Vínculo tecnológico

Una vez vinculados de por vida, se despidió de él cuando llegaron a la primera estación de la ciudad. El tren de levitación magnética siseó en las vías y, finalmente, acabó detenido. Se dijeron «adiós» con un modesto beso en la mejilla cuando las puertas rozaron el aire al abrirse, y él bajó del vagón.

Cartel «Vínculo tecnológico»

Aunque el tren estuvo esperando unos minutos más sobre los rieles electromagnéticos, él se caló el gorro, sonrió a la puerta aún abierta, y se echó la mochila al hombro para salir de la estación.

Ella se quedó sentada en su butaca, dando vueltas al suceso. Aún pasarían horas antes de que se atreviese a comunicárselo a cualquier otra persona. Primero debía reflexionar y sacar sus propias conclusiones al respecto del joven que le había acompañado durante las últimas horas de viaje.

Él era tres años más joven que ella, pero estaba dotado de una conversación más allá de la esperada. Desde que se subió al vagón y se sentó junto a ella, las miradas fueron y vinieron durante los primeros minutos para acabar cristalizando en un breve intercambio de palabras media hora después.

Separado por espacio de unos minutos, las palabras volvían a cruzarse, cada vez con más intensidad, en aquella atmósfera de viaje y cambio. Tanto ella como él poseían grandes maletas que completaron los aspectos triviales de la primera conversación, y ayudaron a completar los huecos de las respectivas historias que los llevaron hacia aquellos asientos.
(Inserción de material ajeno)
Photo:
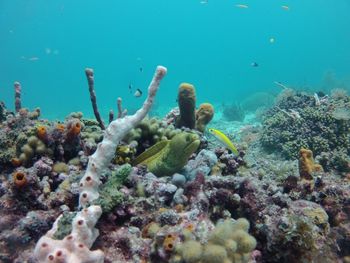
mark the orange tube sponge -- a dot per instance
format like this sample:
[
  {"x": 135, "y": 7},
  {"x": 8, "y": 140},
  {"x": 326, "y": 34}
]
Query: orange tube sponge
[
  {"x": 41, "y": 132},
  {"x": 16, "y": 162},
  {"x": 169, "y": 243},
  {"x": 73, "y": 128},
  {"x": 204, "y": 115},
  {"x": 307, "y": 165},
  {"x": 19, "y": 178}
]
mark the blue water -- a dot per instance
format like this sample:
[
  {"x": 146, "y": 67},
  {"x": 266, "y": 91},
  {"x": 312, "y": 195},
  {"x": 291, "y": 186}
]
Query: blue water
[{"x": 210, "y": 45}]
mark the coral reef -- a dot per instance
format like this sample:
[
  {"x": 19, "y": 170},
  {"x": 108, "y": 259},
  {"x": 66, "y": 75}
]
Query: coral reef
[
  {"x": 18, "y": 89},
  {"x": 188, "y": 116},
  {"x": 187, "y": 105},
  {"x": 168, "y": 157},
  {"x": 233, "y": 112},
  {"x": 306, "y": 165},
  {"x": 204, "y": 115},
  {"x": 149, "y": 192},
  {"x": 228, "y": 242},
  {"x": 74, "y": 247},
  {"x": 91, "y": 82},
  {"x": 296, "y": 122}
]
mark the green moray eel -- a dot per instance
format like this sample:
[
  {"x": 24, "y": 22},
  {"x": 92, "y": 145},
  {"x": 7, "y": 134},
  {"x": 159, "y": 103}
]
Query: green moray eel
[{"x": 169, "y": 156}]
Tras ello, el diálogo giró en torno a las familias de ambos, y lo que el viaje representaba para cada uno. Él, con los ojos repletos de emoción, relataba el afecto hacia su hermana pequeña. Ella, sin poder disimular una sonrisa de felicidad, hablaba de cómo visitaría esa misma noche a su abuela.

La charla se amenizó, y gravitó sobre los planes de cada uno de ellos en la gran ciudad a la que volvían y que echaban de menos, sobre los estudios que les habían arrancado de los brazos de sus calles y sobre las ideas con las que se sentían cómodos y estaban dispuestos a defender. Aun a pesar de la diferencia de opiniones, el debate que iniciaron –por sí mismo- constituyó su nexo de unión.

Durante las siguientes horas, entre cada frase entre uno y otro, tan solo mediaban unos pocos segundos. Y, en muchas ocasiones, uno de ellos pisó el aire que el otro estaba usando para conversar, solo para disculparse y ceder la palabra.

Tras aquella tarde juntos, habían roto el sello que los mantenía en el desconocimiento del otro, y se intercambiaron los identificadores y claves públicas para el intercambio de información. Después de aquel canje, ambos estarían vinculados a través de las redes y la tecnología. La información que habían compartido entre ellas en sus respectivos lectores había sido instantáneamente subida a sus servidores privados a través de la antena satelital del tren.